The rapid rise of artificial intelligence (AI) has raised concerns over the increased concentration of power in Big Tech companies’ hands. A recent report from AI Now, a research institute at New York University, highlights the urgent need for scrutiny and regulation to address this growing issue.
The researchers argue that AI development is “foundationally reliant” on resources controlled by Big Tech, such as data and computer power. Furthermore, these tech giants have gained geopolitical importance by playing a central role in the U.S.-China race for AI supremacy. This has inadvertently linked the continued dominance of Big Tech with U.S. economic prowess, ultimately funneling more resources and political capital to these companies.
AI concentrating more power in Big Tech's hands, NYU researchers warn https://t.co/hH1FmcukpE
— Fox News (@FoxNews) April 22, 2023
Sarah Myers West, managing director of AI Now and co-author of the report, emphasized the necessity of reform to fix a broken system moving towards a potentially dangerous situation with unrestricted AI development. She told Fox News Digital, “Because of this, any meaningful reform of AI will need to tackle Big Tech’s advantage in the market through strong competition and privacy regulations.”
The report suggests that the public, rather than the tech industry, should control the future of AI. To achieve this, regulators must step in and develop meaningful management tools to shape the trajectory of AI technologies. One recommendation is to enforce data minimization, ensuring companies collect no more data than necessary. Other suggestions include reforming antitrust laws to encourage competition and implementing specific regulations for large-scale general-purpose AI models like ChatGPT and BARD.
Notable figures like Twitter CEO and tech billionaire Elon Musk have echoed the need for stricter AI regulation. In a recent interview with Fox News host Tucker Carlson, Musk stated, “I think there should be some government oversight because it is a danger to the public.”

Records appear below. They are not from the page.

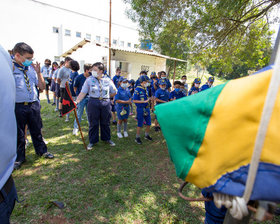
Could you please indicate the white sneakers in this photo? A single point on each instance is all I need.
(119, 135)
(125, 134)
(75, 131)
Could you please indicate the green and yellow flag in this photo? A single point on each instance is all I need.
(211, 137)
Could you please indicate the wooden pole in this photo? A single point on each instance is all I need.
(174, 73)
(110, 37)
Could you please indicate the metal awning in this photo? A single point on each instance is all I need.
(129, 50)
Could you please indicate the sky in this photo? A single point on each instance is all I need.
(89, 6)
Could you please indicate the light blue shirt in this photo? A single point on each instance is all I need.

Glenn Beck expresses concern over the rapid advancement of AI, warning that it could lead to misinterpretations with disastrous consequences. He suggests that AI-driven wars could be fought in seconds and that AI might misinterpret commands like “protect all humans.” Beck believes we worship technology, and to counteract this, he advises focusing on self-control, regulation, and relying more on human interactions rather than being solely dependent on technology.
However, opponents of regulation argue that AI development could make society more prosperous if regulators stay out of the way. Heritage Foundation economist Peter St. Onge highlighted the national security implications, suggesting that when it comes to the international AI race, American tech companies should be at the forefront rather than the Chinese Communist Party.
St. Onge argued that regulations often kill jobs and harm existing producers and companies. He said, “Tech is a river that makes us rich. We need to respect the fundamental economic freedoms that we always had.”
The debate surrounding AI and Big Tech’s increasing dominance is complex and multifaceted. With the potential risks posed by the unchecked power of Big Tech and AI’s rapid development, the need for scrutiny and informed public discourse has never been more critical.